Bab 35: Dia milikku
"Bisakah kamu meninggalkan istriku?"
Aku dan Kleun menoleh ke arah suara itu, Phum berdiri di sana dengan ekspresi marah di wajahnya. Setelah kejutan itu berlalu, saat aku terbangun, aku langsung menarik tanganku dari tangan Kleun. Kleun mengangkat alisnya, memalingkan muka dari Phum dan kemudian kembali menatapku.
Matanya kehilangan kecerahan biasanya dan malah dipenuhi kesedihan dan keheranan, membuatku merasa bersalah meski aku tidak tahu kenapa aku merasa seperti itu.
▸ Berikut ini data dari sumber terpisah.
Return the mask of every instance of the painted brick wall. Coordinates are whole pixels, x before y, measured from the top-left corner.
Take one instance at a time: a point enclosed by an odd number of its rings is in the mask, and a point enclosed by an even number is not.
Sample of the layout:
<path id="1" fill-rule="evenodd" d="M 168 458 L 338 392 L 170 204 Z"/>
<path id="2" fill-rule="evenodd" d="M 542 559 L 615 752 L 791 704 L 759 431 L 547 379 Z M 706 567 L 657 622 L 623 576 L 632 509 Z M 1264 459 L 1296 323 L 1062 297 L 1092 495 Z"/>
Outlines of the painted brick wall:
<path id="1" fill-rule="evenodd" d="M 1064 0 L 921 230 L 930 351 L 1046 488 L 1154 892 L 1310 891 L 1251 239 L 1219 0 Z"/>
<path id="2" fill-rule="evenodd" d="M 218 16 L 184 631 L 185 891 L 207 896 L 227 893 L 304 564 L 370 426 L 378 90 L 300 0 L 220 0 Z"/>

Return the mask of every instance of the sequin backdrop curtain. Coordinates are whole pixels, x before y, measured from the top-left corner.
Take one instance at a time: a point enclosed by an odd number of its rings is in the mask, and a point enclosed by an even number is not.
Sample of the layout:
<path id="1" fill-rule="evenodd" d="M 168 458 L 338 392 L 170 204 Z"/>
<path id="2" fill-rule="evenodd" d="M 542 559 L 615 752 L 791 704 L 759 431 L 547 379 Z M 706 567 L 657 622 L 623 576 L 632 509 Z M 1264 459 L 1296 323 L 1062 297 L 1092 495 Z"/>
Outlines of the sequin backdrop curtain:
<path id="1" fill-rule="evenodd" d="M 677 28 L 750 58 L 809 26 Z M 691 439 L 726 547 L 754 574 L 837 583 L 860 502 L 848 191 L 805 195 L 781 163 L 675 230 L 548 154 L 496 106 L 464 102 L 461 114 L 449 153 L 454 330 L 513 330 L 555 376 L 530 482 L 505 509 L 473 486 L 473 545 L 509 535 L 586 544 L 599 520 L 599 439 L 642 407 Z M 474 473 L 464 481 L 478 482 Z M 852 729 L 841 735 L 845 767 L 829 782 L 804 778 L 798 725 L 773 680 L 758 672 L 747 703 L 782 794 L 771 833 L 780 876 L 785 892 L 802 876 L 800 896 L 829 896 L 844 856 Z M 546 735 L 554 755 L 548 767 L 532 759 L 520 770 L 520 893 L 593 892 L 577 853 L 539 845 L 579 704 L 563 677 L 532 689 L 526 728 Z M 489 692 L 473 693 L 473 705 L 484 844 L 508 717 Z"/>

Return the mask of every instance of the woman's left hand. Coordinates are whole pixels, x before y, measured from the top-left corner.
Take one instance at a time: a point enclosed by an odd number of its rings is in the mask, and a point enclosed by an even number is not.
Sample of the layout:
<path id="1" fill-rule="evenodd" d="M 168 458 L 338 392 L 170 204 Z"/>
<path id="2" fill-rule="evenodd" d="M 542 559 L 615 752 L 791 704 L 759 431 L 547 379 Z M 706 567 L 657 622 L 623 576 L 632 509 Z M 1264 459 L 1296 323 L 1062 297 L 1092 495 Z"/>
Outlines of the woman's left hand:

Namun dengan kecerdasan aku, aku segera membuka mulut untuk memperkenalkan kedua belah pihak agar situasi tidak terlalu tegang. Itu benar, itu benar, kita harus melakukan itu.
"Eh, Phum, ini temanku Kleun, Kleun, ini Phum, ini..."
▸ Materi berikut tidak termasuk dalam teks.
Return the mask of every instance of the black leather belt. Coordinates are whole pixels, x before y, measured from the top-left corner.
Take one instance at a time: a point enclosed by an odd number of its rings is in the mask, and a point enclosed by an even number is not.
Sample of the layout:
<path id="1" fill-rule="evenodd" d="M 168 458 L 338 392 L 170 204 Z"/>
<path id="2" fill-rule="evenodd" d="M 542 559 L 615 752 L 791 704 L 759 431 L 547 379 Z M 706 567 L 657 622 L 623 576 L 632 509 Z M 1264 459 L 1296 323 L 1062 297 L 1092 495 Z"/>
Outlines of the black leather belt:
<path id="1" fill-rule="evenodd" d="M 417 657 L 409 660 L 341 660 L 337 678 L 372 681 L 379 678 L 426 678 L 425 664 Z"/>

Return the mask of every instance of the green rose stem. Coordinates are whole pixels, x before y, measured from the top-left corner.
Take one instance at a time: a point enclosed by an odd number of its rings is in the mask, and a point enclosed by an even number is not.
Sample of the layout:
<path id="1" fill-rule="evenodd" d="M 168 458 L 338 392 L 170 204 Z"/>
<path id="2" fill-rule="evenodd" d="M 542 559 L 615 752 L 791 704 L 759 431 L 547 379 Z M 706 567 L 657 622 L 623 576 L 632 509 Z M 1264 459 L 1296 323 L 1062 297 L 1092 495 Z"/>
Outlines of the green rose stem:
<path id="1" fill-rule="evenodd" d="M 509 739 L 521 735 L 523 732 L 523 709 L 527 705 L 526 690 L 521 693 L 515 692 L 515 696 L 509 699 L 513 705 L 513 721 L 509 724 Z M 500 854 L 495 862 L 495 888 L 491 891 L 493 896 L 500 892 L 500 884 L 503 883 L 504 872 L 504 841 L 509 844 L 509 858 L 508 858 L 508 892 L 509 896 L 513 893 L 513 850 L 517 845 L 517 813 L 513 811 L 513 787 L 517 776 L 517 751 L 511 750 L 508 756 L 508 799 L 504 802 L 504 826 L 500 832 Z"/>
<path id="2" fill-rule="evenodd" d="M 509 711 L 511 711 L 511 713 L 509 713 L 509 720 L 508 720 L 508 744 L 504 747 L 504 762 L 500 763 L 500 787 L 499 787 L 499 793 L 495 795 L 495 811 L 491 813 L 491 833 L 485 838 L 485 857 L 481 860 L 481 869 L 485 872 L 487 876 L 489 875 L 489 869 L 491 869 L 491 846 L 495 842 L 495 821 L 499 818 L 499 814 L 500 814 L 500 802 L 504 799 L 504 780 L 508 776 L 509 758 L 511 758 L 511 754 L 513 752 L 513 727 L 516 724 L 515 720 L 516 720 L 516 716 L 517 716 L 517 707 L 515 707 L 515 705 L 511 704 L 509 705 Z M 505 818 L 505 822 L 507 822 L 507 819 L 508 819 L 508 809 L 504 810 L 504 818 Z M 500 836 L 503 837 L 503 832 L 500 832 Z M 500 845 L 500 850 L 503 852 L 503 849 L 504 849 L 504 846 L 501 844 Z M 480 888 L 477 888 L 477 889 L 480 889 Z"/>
"Kekasih." - Suara Phum sangat dalam dan dingin.
"Aku tidak bertanya padamu." - Suara Kleun sama dinginnya.
"Tapi aku punya hak untuk menjawab." – Phum berkata sambil berjalan ke depan dan berdiri di depan Kleun, keduanya berjarak tepat satu langkah. Kleun tidak takut dan mundur, tapi akulah yang mundur. Aku merasa sangat bingung, kenapa mereka berdua terus-terusan membuat suasana mencekam?
"Fiuh...itu..."
"Diamlah, Peem." - Aku diam, sial, kenapa kamu membentakku?
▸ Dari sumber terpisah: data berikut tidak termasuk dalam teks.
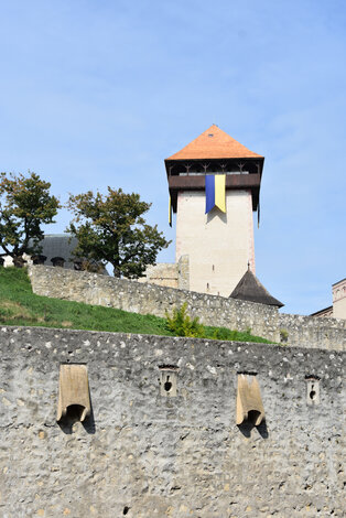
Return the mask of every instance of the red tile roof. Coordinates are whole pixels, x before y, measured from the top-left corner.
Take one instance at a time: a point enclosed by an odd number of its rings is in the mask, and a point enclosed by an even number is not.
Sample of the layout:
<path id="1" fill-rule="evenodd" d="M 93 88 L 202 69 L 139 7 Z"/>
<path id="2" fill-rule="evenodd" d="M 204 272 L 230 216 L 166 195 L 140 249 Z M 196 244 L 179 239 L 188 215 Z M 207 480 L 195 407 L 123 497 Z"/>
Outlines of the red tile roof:
<path id="1" fill-rule="evenodd" d="M 213 125 L 195 140 L 166 160 L 262 159 Z"/>

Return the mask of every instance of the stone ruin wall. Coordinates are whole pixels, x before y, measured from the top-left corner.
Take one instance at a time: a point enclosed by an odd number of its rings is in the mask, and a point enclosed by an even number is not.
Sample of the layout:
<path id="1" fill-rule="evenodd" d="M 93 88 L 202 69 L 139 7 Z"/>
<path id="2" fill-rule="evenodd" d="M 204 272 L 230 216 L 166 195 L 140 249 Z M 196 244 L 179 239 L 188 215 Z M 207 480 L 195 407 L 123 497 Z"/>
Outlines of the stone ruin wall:
<path id="1" fill-rule="evenodd" d="M 138 282 L 149 282 L 165 288 L 188 290 L 188 256 L 182 256 L 180 260 L 174 263 L 158 262 L 158 265 L 148 266 L 144 271 L 144 277 L 138 279 Z"/>
<path id="2" fill-rule="evenodd" d="M 250 328 L 255 335 L 291 346 L 338 350 L 346 346 L 345 320 L 279 313 L 264 304 L 63 268 L 34 266 L 29 273 L 39 295 L 156 316 L 165 316 L 165 311 L 186 302 L 188 313 L 206 325 Z"/>
<path id="3" fill-rule="evenodd" d="M 344 516 L 340 352 L 40 327 L 0 328 L 0 350 L 2 518 Z M 87 365 L 84 424 L 56 423 L 62 363 Z M 259 427 L 236 425 L 239 371 Z"/>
"Hei, kenapa kamu harus berteriak seperti itu, tidak bisakah kamu berbicara tentang orang mati?"
"Jangan ikut campur dalam urusan keluargaku." - Phum mendorong dada Kleun, tapi akulah yang menderita. Kleun menabrakku, membuatku terjatuh, pantatku meninggalkan bekas melingkar di lantai keramik, sakit sekali.
"Peem!!!" - Bu, tangan mana yang harus aku pegang? Aku menatap tangan Phum dengan bingung dan tangan Kleun terulur di depanku. Mengapa suasananya begitu seram dan menyeramkan? Baiklah, aku akan meminta izin untuk berdiri sendiri.
Dengan kelincahannya yang biasa, Kleun menarik tanganku untuk membantuku berdiri terlebih dahulu, namun tidak banyak membantu karena saat Kleun menyentuh tanganku, Phum langsung mengulurkan tangan untuk menarik, tidak, Phum menarik tanganku. Akibatnya, kedua lengan dan bokong aku sakit. Ada apa dengan kedua orang ini?
"Um... ayo kita keluar dan ngobrol, hanya berdiri di sini berbau seperti air kencing seperti ini tidak enak, ayo pergi..." - Aku segera menutup mulutku dengan tanganku ketika kedua pasang mata yang marah itu menunjuk ke arahku secara bersamaan. .Di sisiku, rambut di belakang leherku berdiri. Baiklah, diamlah.
"Kuharap tidak ada kali ketiga kau sedekat ini dengan kekasihku." - Hmm? Ketiga kalinya? Jadi itu berarti Phum pernah melihatku berdiri di dekat Kleun sebelumnya. Di mana? Pantas saja dia begitu marah saat melihat kami berdua.
Aku tidak tahu bagaimana aku memandang Kleun, tapi dia menatapku dengan mata penuh rasa sakit. Phum tidak membiarkanku berdiri dan menafsirkan mata itu terlalu lama. Dia menarik tanganku keluar dari kamar mandi, tapi tanganku yang lain...
"Peem." - Diambil oleh Kleun.
"Biarkan pergi." - Phum mengertakkan gigi dan melontarkan kata-kata itu, ototnya menegang dan urat biru muncul di wajahnya meskipun dia berdiri membelakangi Kleun. Sial, Phum malah meremas tanganku, sial, aku kesakitan.
"Peem."
"Lepaskan kekasihku." – Kali ini Phum berkata sambil berbalik menghadap Kleun lagi. Kleun perlahan melepaskan tanganku dan hal yang tidak berani kupikirkan mengenai wajahku.
"Peem... aku menyukaimu."
Sebelum aku sempat berkedip atau mengatakan apa pun, Phum melompat dan meninju wajah Kleun dan Kleun merespons dengan agresif. Semuanya terjadi begitu cepat, begitu cepat hingga aku tak sadar kapan aku menahan napas.